Nobody's Darling: Women and Representation
Nobody’s Darling features the work of Austin-based artist Deborah Roberts. Roberts has been engaging issues of beauty, race, and women’s bodies for the past twenty years. Using collage, drawing, and printmaking, Roberts’s figurative work explores the construction of Black female identity through found and remixed materials. “In a moment when images have extraordinary political power,” says DiTillio, “Deborah Roberts’s work helps us to think through the complex matrix of images that contribute to race and gender identity.” Roberts has shown her work nationally and internationally and is represented in the collections of the Studio Museum in Harlem and the John L. Warfield Center for African and African American Studies.

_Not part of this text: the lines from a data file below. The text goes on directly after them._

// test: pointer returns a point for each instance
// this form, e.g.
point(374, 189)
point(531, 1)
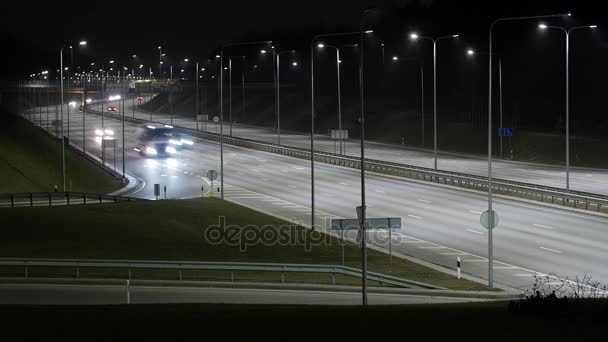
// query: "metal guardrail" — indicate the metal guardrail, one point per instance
point(232, 267)
point(500, 186)
point(59, 198)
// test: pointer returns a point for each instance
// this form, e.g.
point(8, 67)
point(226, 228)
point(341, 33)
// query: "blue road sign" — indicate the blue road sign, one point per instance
point(505, 132)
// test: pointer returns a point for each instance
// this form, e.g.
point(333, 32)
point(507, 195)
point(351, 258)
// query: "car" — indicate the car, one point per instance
point(162, 141)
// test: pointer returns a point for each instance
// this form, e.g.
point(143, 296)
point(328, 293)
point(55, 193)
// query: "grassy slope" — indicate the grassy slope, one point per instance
point(174, 230)
point(31, 161)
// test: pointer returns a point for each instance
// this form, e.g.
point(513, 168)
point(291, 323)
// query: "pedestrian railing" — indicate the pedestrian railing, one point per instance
point(32, 199)
point(179, 267)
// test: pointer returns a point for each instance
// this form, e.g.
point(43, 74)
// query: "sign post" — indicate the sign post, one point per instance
point(156, 190)
point(369, 224)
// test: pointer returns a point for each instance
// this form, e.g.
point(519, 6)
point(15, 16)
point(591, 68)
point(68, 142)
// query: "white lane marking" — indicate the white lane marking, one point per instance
point(246, 197)
point(550, 249)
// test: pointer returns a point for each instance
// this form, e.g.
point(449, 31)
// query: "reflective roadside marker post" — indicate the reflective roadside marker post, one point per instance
point(489, 220)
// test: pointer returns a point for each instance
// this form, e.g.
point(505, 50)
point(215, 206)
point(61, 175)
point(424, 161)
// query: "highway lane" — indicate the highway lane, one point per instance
point(440, 223)
point(581, 179)
point(144, 294)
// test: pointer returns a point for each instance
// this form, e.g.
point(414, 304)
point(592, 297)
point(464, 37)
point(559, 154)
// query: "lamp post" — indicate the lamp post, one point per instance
point(82, 43)
point(278, 86)
point(221, 85)
point(567, 33)
point(338, 61)
point(490, 212)
point(415, 36)
point(312, 116)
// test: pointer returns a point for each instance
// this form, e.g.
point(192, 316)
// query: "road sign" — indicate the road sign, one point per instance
point(360, 213)
point(505, 132)
point(156, 190)
point(485, 219)
point(371, 223)
point(339, 134)
point(212, 175)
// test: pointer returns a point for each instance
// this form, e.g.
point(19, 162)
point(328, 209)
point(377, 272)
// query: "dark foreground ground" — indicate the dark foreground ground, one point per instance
point(496, 321)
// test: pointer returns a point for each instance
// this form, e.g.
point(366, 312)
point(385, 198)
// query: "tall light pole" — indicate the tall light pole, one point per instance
point(82, 43)
point(312, 118)
point(363, 205)
point(221, 85)
point(471, 53)
point(278, 86)
point(415, 36)
point(567, 33)
point(490, 211)
point(338, 62)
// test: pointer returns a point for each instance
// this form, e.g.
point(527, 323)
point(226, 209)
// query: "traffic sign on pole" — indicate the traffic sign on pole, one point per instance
point(489, 219)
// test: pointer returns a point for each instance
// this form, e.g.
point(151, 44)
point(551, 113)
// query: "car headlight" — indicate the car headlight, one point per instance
point(151, 151)
point(187, 142)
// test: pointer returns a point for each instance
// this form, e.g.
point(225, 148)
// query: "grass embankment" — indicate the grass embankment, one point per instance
point(176, 230)
point(30, 161)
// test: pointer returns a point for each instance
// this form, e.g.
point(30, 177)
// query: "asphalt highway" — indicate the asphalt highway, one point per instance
point(439, 223)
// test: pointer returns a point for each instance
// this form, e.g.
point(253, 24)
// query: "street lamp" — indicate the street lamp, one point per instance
point(62, 104)
point(416, 36)
point(221, 81)
point(567, 33)
point(338, 61)
point(490, 214)
point(312, 115)
point(278, 92)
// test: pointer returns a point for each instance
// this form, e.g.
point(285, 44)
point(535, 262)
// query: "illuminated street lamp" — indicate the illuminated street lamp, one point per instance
point(567, 33)
point(416, 36)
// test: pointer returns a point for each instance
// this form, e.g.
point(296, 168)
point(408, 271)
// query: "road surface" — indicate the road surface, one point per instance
point(439, 223)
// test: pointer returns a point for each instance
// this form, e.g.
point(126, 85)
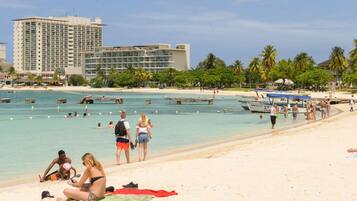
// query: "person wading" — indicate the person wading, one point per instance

Askance Reply brings together the work of artists of color engaged in diverse modes of feminist image-making. The selection includes prominent African American and Caribbean artists, including Camille Billops, Elizabeth Catlett, Barbara Chase-Riboud, Andrea Chung, Keith Morrison, Howardena Pindell, Robert Pruitt, Faith Ringgold, Clarissa Sligh, and Deborah Willis. Says DiTillio, “These images of women collectively investigate the challenges and opportunities of intersectional representation—thinking through the overlapping factors of gender, race, class, and sexuality.”